Conventional training of large language models is often tedious, as it involves “brainstorming complex regular expressions or curating massive, labeled datasets containing an exhaustive collection of possible utterances,” Microsoft noted. This patent aims to upend that process by helping models understand the intent of a user’s request, rather than just the words they’re saying. 

Microsoft’s system starts with a large language model trained on an “arbitrary corpus of language training data.” This system then feeds that language model “seed data,” which includes several phrases that are semantically linked together, such as variations of a certain phrase. 

The language model takes that seed data and creates even more possible variations, broadening its scope. When any one of these phrases is later received as an input query by a user, the model understands it as linked to a group of phrases, triggering a specific command. 
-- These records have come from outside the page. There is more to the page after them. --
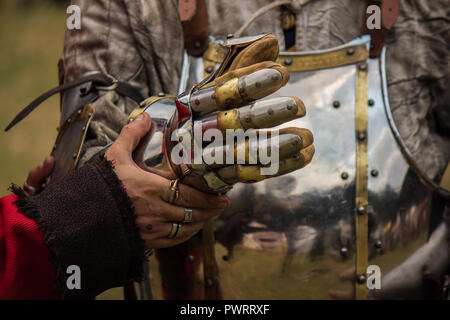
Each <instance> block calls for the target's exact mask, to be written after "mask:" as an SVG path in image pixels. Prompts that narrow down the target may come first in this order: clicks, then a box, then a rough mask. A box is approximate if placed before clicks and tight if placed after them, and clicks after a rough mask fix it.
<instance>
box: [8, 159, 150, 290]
mask: <svg viewBox="0 0 450 320" xmlns="http://www.w3.org/2000/svg"><path fill="white" fill-rule="evenodd" d="M69 186H70V187H69ZM14 191H15V193H16V194H18V195H19V200H18V201H17V203H16V204H17V206H18V208H19V211H20V212H21V213H23V214H24V215H25V216H27V217H28V218H30V219H33V220H35V221H36V222H37V223H38V225H39V228H41V229H43V231H44V244H45V246H46V247H47V248H48V249H49V251H50V257H49V259H50V262H52V263H53V264H54V266H55V273H56V283H55V290H56V292H57V293H58V294H59V295H61V297H62V298H64V299H91V298H92V299H93V298H95V296H96V295H98V294H100V293H101V292H103V291H105V290H107V289H109V288H113V287H118V286H124V285H125V284H126V283H127V282H129V281H130V280H136V281H139V280H140V278H141V273H142V270H141V266H142V262H143V259H144V249H143V248H144V247H143V241H142V240H141V238H140V236H139V233H138V230H137V226H136V223H135V215H134V209H133V207H132V204H131V200H130V199H129V198H128V196H127V194H126V192H125V190H124V189H123V187H122V183H121V181H120V180H119V179H118V177H117V176H116V174H115V173H114V171H113V169H112V166H111V163H110V162H108V161H106V160H105V159H104V158H103V157H99V158H98V159H97V160H96V161H94V162H89V163H87V164H85V165H84V166H83V167H81V168H79V169H78V170H76V171H74V172H72V173H70V174H68V175H67V176H66V177H65V178H64V179H62V180H61V181H59V182H56V183H53V184H51V185H49V186H48V187H47V188H46V189H45V190H44V191H43V192H42V193H40V194H39V195H36V196H33V197H31V198H27V197H25V195H24V194H23V192H22V191H21V190H20V189H15V190H14ZM71 265H76V266H79V268H80V271H81V273H80V274H81V289H80V290H76V289H73V290H69V289H68V288H67V285H66V282H67V278H68V277H70V276H71V274H72V273H69V274H68V273H67V268H68V267H69V266H71Z"/></svg>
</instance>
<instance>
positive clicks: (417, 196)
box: [56, 0, 450, 299]
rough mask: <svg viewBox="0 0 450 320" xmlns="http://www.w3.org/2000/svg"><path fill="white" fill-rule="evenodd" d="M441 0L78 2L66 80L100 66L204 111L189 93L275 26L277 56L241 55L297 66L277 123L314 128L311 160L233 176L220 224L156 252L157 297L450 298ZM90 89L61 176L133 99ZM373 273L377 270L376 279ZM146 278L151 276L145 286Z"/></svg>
mask: <svg viewBox="0 0 450 320" xmlns="http://www.w3.org/2000/svg"><path fill="white" fill-rule="evenodd" d="M446 2H447V1H445V0H438V1H432V2H430V1H413V0H403V1H398V0H378V1H371V0H369V1H366V0H358V1H355V0H343V1H331V0H286V1H270V0H259V1H235V0H227V1H224V0H223V1H222V0H208V1H206V0H187V1H176V0H170V1H147V0H139V1H126V0H125V1H108V0H92V1H72V3H73V4H76V5H79V6H80V8H81V16H82V29H81V30H68V31H67V32H66V36H65V41H64V57H63V59H62V60H61V62H60V64H59V67H60V82H61V85H64V84H67V83H73V82H74V81H75V82H76V81H77V80H78V79H82V78H83V77H86V74H89V72H93V71H98V72H100V73H102V74H104V75H107V76H108V77H109V78H108V79H110V81H109V83H110V82H111V79H112V80H113V84H114V83H126V84H127V85H129V86H132V87H133V88H135V89H136V90H137V91H138V93H139V94H138V95H139V96H142V97H152V96H153V97H159V98H164V97H166V96H167V95H168V94H178V95H179V96H178V100H177V101H178V102H180V103H179V104H181V105H183V102H184V105H187V106H189V107H192V109H193V110H194V115H195V114H198V115H199V117H200V118H197V120H198V119H200V120H201V121H205V119H206V118H204V117H203V115H202V111H204V109H202V108H200V107H202V106H203V100H201V99H200V100H201V101H200V100H199V103H196V101H197V100H195V99H191V98H192V97H193V95H195V94H198V92H200V93H201V92H204V91H202V90H205V88H207V87H208V86H209V85H210V84H211V83H213V85H220V84H221V83H223V81H225V80H228V79H229V78H225V80H223V79H224V78H222V80H223V81H222V82H220V81H219V82H217V81H216V80H217V79H218V78H220V77H221V76H222V75H223V74H224V72H226V71H227V70H228V71H230V70H233V67H232V66H233V63H235V64H239V63H240V62H241V61H240V60H242V59H238V58H236V52H239V50H243V49H239V48H241V46H244V44H245V46H244V48H247V49H248V48H249V47H251V46H252V44H253V43H254V41H256V42H258V40H261V37H264V36H260V38H255V36H257V35H261V34H263V35H264V34H266V33H268V34H272V35H274V36H276V39H278V46H279V47H280V49H281V53H280V55H279V57H277V56H274V57H270V58H269V57H268V56H266V57H264V58H263V59H261V58H260V57H259V58H258V57H257V55H256V56H252V57H251V60H252V59H253V60H252V61H251V63H247V64H245V63H244V64H242V65H240V66H246V65H250V64H252V63H259V62H260V61H264V60H275V61H276V62H277V63H278V64H280V65H281V66H283V67H284V68H286V69H287V70H288V71H289V73H290V77H289V81H288V82H287V83H286V84H285V85H284V86H282V87H281V89H280V90H278V91H276V92H275V93H273V92H274V91H272V92H271V93H272V94H271V95H270V96H269V97H268V99H275V98H276V97H279V96H298V97H299V98H300V99H302V101H303V102H304V103H305V105H306V107H307V109H308V115H307V116H306V117H304V118H302V119H300V118H299V117H295V118H294V119H289V118H283V120H284V121H281V122H279V123H276V122H272V123H271V124H270V125H269V126H268V127H273V126H275V125H279V126H278V127H276V128H280V129H288V128H287V126H289V128H307V129H309V130H311V132H312V133H313V134H314V145H315V149H316V150H315V151H316V154H315V157H314V160H313V161H312V163H311V164H310V165H309V166H307V167H306V168H304V169H302V170H299V171H295V172H292V173H289V174H286V175H283V176H280V177H275V178H272V179H268V180H264V181H259V182H257V183H252V184H243V183H237V184H236V185H235V186H234V188H233V189H231V191H229V192H228V196H229V197H230V198H231V206H230V207H229V208H227V210H226V211H225V212H224V214H223V215H222V216H221V218H220V219H219V220H217V222H216V223H215V226H209V228H206V227H205V229H204V230H203V232H202V233H200V234H199V235H197V236H195V237H193V238H192V239H190V240H189V241H187V242H185V243H183V244H181V245H178V246H175V247H172V248H167V249H161V250H157V251H156V255H155V257H152V258H151V261H150V264H154V265H155V266H158V268H152V270H153V272H155V271H156V270H157V272H156V273H159V275H157V274H154V275H152V278H153V279H156V280H154V281H153V282H152V283H151V287H152V289H153V294H156V295H157V296H158V297H161V296H163V297H164V298H168V299H183V298H208V299H217V298H227V299H236V298H244V299H255V298H266V299H273V298H275V299H276V298H279V299H282V298H288V299H322V298H327V297H329V296H331V297H333V298H355V297H356V298H359V299H365V298H367V297H372V298H442V297H443V296H444V297H447V296H446V288H447V286H448V273H449V256H448V252H449V244H448V227H449V226H448V222H447V219H446V212H447V211H448V201H449V193H448V191H447V190H446V188H445V182H444V181H445V179H444V177H445V176H446V175H449V174H450V173H449V170H450V169H449V160H450V126H449V124H450V113H449V106H448V99H447V97H448V90H446V89H447V88H448V86H449V74H450V72H449V71H450V70H449V66H448V60H449V49H448V46H446V44H447V43H448V42H449V41H450V37H449V33H448V32H447V29H448V19H447V17H448V16H449V10H450V9H449V8H448V5H447V3H446ZM377 19H378V20H377ZM248 37H250V38H248ZM252 37H253V38H252ZM247 52H248V51H247ZM233 54H235V56H233ZM230 57H232V58H233V59H235V60H233V59H232V61H229V60H230ZM236 61H237V62H236ZM230 64H231V66H230ZM203 79H206V80H203ZM88 80H89V79H88ZM91 80H92V79H91ZM114 81H115V82H114ZM202 81H203V82H202ZM214 81H216V82H214ZM80 83H83V85H84V83H86V81H84V82H82V81H80ZM199 84H200V85H199ZM91 87H92V81H91V82H90V83H88V84H87V85H86V87H85V88H84V89H83V88H81V89H80V87H74V88H73V89H68V90H65V91H64V93H63V98H62V122H61V124H64V121H63V120H64V119H67V114H68V112H69V110H74V105H77V106H81V105H85V104H87V103H89V105H90V107H91V108H92V109H93V110H94V112H93V116H92V119H89V121H90V124H89V127H88V128H87V132H86V133H85V135H86V136H85V139H84V137H83V140H82V147H81V151H80V156H79V158H78V157H77V161H76V164H75V163H74V162H73V161H69V160H68V159H67V157H66V159H63V157H60V158H61V159H60V160H58V157H56V164H57V165H58V161H59V162H60V163H68V165H65V164H64V165H63V166H65V167H66V169H64V170H62V169H61V171H60V172H62V174H61V175H64V172H65V171H67V168H69V167H70V166H72V167H73V166H75V165H77V166H81V165H83V164H84V163H86V162H88V161H89V160H90V159H91V158H93V157H94V158H95V156H96V155H97V154H98V153H99V152H100V153H101V152H103V151H104V148H105V146H107V145H108V144H110V143H112V142H113V141H115V140H116V139H117V136H118V133H119V131H120V129H121V128H122V127H123V125H124V124H126V123H127V121H128V119H129V115H130V114H132V112H133V110H135V109H136V108H137V105H136V101H138V100H139V99H132V98H131V99H130V96H133V94H126V93H125V94H124V93H123V92H122V93H121V92H117V91H118V90H111V88H112V87H111V86H105V85H103V86H102V87H99V88H98V94H97V95H96V97H95V99H92V97H90V99H88V100H86V99H84V98H83V94H84V95H85V96H86V95H87V96H89V92H90V90H91ZM113 87H114V85H113ZM113 89H116V88H113ZM186 90H187V91H186ZM216 90H217V89H216ZM182 92H188V93H189V95H188V96H187V98H186V97H185V96H183V95H181V96H180V94H181V93H182ZM216 92H217V91H216ZM241 94H242V92H241ZM134 96H136V95H134ZM212 98H213V100H214V101H213V102H211V101H209V102H208V103H210V104H211V103H212V104H214V107H213V108H212V109H207V111H208V112H210V111H211V110H212V111H213V112H215V111H217V110H222V107H221V106H220V103H219V101H218V100H220V97H217V96H213V97H212ZM258 98H259V96H258ZM83 99H84V100H83ZM183 99H184V100H183ZM186 99H187V100H186ZM190 99H191V100H190ZM133 100H135V101H133ZM250 100H254V99H249V100H248V101H247V102H249V101H250ZM295 101H300V100H295ZM138 102H139V101H138ZM152 103H153V100H152ZM242 103H243V101H239V103H237V102H236V101H233V102H232V103H230V104H229V105H228V106H227V107H226V108H230V107H239V106H241V105H242ZM148 105H149V103H146V104H145V103H144V104H143V105H142V104H141V107H142V106H147V107H148ZM195 105H197V106H200V107H199V109H198V110H197V109H195ZM244 105H245V103H244ZM299 105H300V103H299V102H297V107H298V106H299ZM150 109H151V108H150ZM155 109H156V108H155ZM146 110H147V112H148V110H149V109H146ZM205 110H206V109H205ZM241 113H242V111H241ZM202 117H203V118H202ZM191 118H192V119H194V117H193V116H192V117H191ZM131 119H133V118H131ZM152 119H153V117H152ZM194 120H195V119H194ZM288 120H289V122H286V121H288ZM249 121H250V120H249ZM284 122H286V123H284ZM253 128H259V127H257V126H256V127H255V126H254V127H253ZM298 135H299V136H300V137H301V138H302V140H305V136H304V135H302V134H298ZM73 140H77V141H78V142H79V139H78V138H74V137H72V139H71V140H70V141H73ZM69 149H70V148H69ZM71 150H72V149H71ZM69 154H71V151H70V152H69ZM140 157H142V156H140ZM308 157H309V156H308ZM144 158H145V152H144ZM310 158H311V157H309V160H310ZM141 160H143V161H144V162H145V161H147V160H148V159H141ZM304 160H305V159H304ZM307 162H309V161H306V160H305V163H307ZM146 163H148V161H147V162H146ZM302 166H303V165H302ZM181 171H183V170H182V169H181ZM219 171H220V170H219ZM236 172H237V171H234V173H233V178H232V179H229V180H227V177H228V178H229V176H226V175H223V174H222V175H221V174H220V173H219V178H222V182H223V181H225V185H227V184H229V185H232V184H234V183H236V182H255V181H252V179H249V178H248V177H247V178H246V179H244V177H243V176H242V175H239V174H237V173H236ZM252 178H254V177H252ZM253 180H259V179H253ZM227 181H228V182H229V183H227ZM207 184H208V186H209V187H211V184H209V183H207ZM196 186H198V184H196ZM212 189H214V188H212ZM225 189H226V188H225ZM225 189H222V191H223V190H225ZM447 189H448V188H447ZM217 190H218V189H216V191H217ZM227 190H228V189H227ZM211 228H214V232H213V231H212V229H211ZM214 236H215V239H214ZM437 257H439V258H437ZM369 266H370V267H373V266H375V267H378V269H377V268H375V269H374V268H370V267H369ZM369 270H379V273H381V275H382V280H381V281H378V280H377V279H376V278H373V277H371V276H372V274H371V272H369ZM376 273H377V272H376V271H375V273H374V275H375V276H376V275H377V274H376ZM379 273H378V275H380V274H379ZM201 274H203V277H202V276H201ZM370 279H375V280H373V282H370V281H372V280H370ZM446 279H447V280H446ZM340 280H350V281H348V282H349V284H346V283H341V282H340ZM149 285H150V284H149V283H148V280H146V281H144V283H143V284H142V287H143V288H148V287H149ZM369 289H371V290H369ZM141 293H142V295H141V296H143V297H146V296H147V297H148V296H150V295H151V294H152V292H149V291H147V293H146V294H145V293H144V290H143V292H141Z"/></svg>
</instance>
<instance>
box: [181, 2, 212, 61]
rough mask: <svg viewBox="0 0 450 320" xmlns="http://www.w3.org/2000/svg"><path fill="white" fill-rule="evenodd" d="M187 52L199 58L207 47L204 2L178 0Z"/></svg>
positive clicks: (186, 49)
mask: <svg viewBox="0 0 450 320" xmlns="http://www.w3.org/2000/svg"><path fill="white" fill-rule="evenodd" d="M178 11H179V14H180V18H181V22H182V25H183V32H184V46H185V48H186V50H187V52H188V53H189V54H190V55H192V56H194V57H199V56H201V55H203V53H204V52H205V50H206V49H207V47H208V13H207V11H206V3H205V0H178Z"/></svg>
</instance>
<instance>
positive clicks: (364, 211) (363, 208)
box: [357, 206, 366, 215]
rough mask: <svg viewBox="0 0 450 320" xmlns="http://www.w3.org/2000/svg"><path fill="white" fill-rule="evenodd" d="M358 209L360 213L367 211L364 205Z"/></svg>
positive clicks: (360, 206) (359, 207) (363, 213)
mask: <svg viewBox="0 0 450 320" xmlns="http://www.w3.org/2000/svg"><path fill="white" fill-rule="evenodd" d="M357 211H358V214H359V215H363V214H364V213H365V212H366V208H365V207H364V206H360V207H358V210H357Z"/></svg>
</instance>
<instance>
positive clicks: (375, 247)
mask: <svg viewBox="0 0 450 320" xmlns="http://www.w3.org/2000/svg"><path fill="white" fill-rule="evenodd" d="M382 247H383V243H382V242H381V240H377V241H376V242H375V248H377V249H381V248H382Z"/></svg>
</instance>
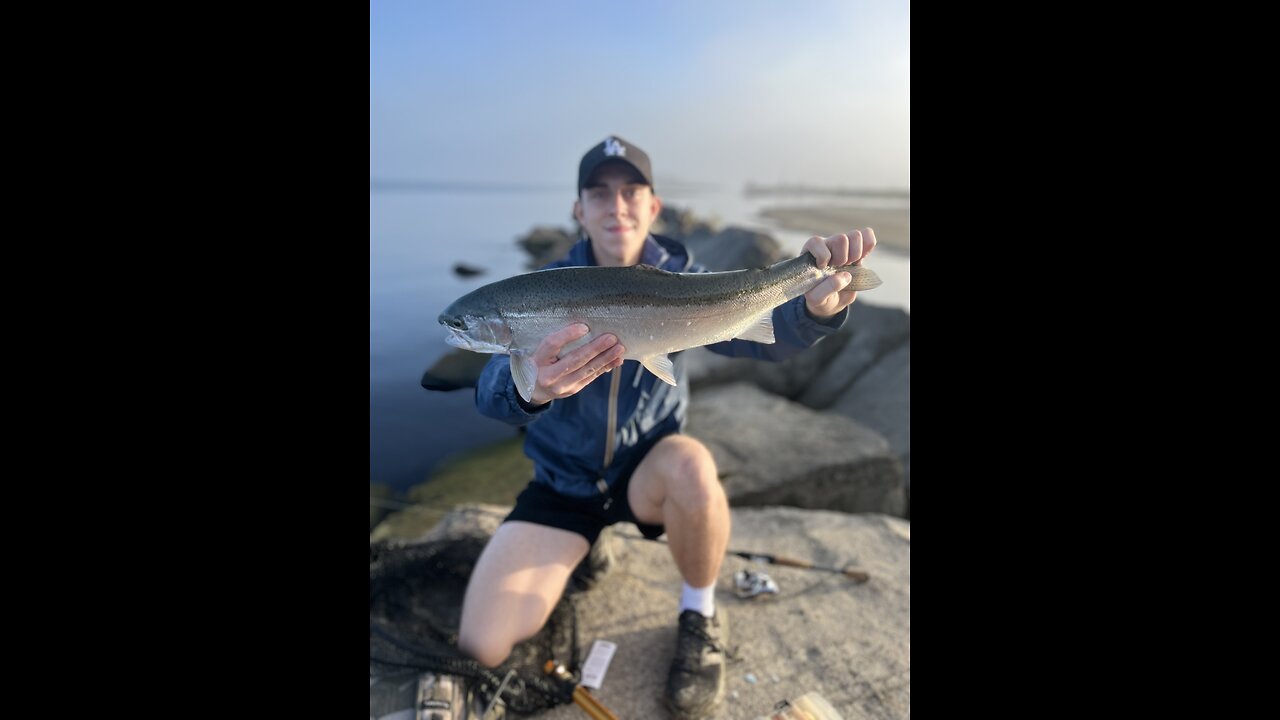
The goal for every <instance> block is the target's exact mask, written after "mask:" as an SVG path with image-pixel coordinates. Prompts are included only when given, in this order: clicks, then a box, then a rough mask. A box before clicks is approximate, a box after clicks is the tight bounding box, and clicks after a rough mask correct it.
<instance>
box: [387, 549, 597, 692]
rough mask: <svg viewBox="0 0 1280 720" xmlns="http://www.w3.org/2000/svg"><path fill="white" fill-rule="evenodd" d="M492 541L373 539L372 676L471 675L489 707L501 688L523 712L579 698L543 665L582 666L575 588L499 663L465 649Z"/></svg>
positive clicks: (568, 684)
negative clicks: (537, 632)
mask: <svg viewBox="0 0 1280 720" xmlns="http://www.w3.org/2000/svg"><path fill="white" fill-rule="evenodd" d="M486 541H488V538H485V537H460V538H452V539H440V541H431V542H422V543H413V544H398V543H393V542H385V541H384V542H376V543H370V546H369V661H370V676H371V678H376V676H379V675H392V674H403V673H406V671H407V670H417V671H431V673H440V674H451V675H457V676H463V678H467V679H468V685H470V688H471V689H472V692H475V693H477V694H479V696H480V698H481V701H483V702H484V705H489V703H490V702H493V700H494V697H495V694H499V689H500V700H502V703H503V705H504V706H506V711H507V712H508V714H517V715H527V714H534V712H539V711H543V710H548V708H550V707H554V706H557V705H563V703H568V702H572V700H573V696H572V692H573V685H572V684H571V683H562V682H558V680H554V679H552V678H548V676H547V675H545V674H544V671H543V666H544V664H545V662H547V661H548V660H556V661H557V662H561V664H564V665H566V666H567V667H571V669H576V667H577V666H579V652H577V614H576V611H575V607H573V593H570V592H566V593H564V594H563V596H562V597H561V600H559V602H558V603H557V605H556V609H554V610H553V611H552V615H550V619H549V620H548V621H547V624H545V625H544V626H543V629H541V630H539V633H538V634H536V635H534V637H532V638H529V639H527V641H525V642H522V643H520V644H517V646H516V647H515V648H513V650H512V652H511V656H509V657H508V659H507V660H506V661H504V662H503V664H502V665H500V666H498V667H495V669H489V667H485V666H484V665H481V664H479V662H476V661H475V660H471V659H470V657H467V656H466V655H463V653H462V652H461V651H460V650H458V647H457V642H458V620H460V618H461V615H462V597H463V593H465V592H466V587H467V579H468V578H470V577H471V569H472V568H474V566H475V562H476V560H477V559H479V557H480V551H481V550H484V546H485V542H486Z"/></svg>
For instance, in the context of a voice-activated AI model, if you say “lower the music,” this system may link it to related phrases like “turn down the music” or “lower the volume,” and understand what to do. In the context of a chatbot or copilot, if you ask it to search for a certain file, but misspell the file name, it would be able to complete the request anyway. 

For the past year, Microsoft has worked arm-in-arm with OpenAI on the development and integration of its large language model into several of its Copilot products. To date, Microsoft has invested $13 billion in the startup. 

But the tech giant seems to be working on a large language model of its own. Last week, The Information reported that Microsoft is training a large language model called MAI-1, which can reportedly rival OpenAI’s GPT-4. The model’s development is being overseen by Mustafa Suleyman, co-founder of Google DeepMind and former CEO of AI startup Inflection. 

The model is far larger than any of its current open source models at around 500 billion parameters (compared to OpenAI’s one trillion parameters) and is likely to be much more expensive, The Information noted. The company may debut this model at its Build conference on May 16. 

While the company hasn’t clarified what it intends to use this model for, Microsoft CTO Kevin Scott took to Linkedin last week to say that its partnership with OpenAI isn’t likely to go away. “There’s no end in sight to the increasing impact that our work together will have,” Scott said.

And though little is publicly known about the company’s new AI, patents like these may give some insight into how it’s training and implementing its large language models.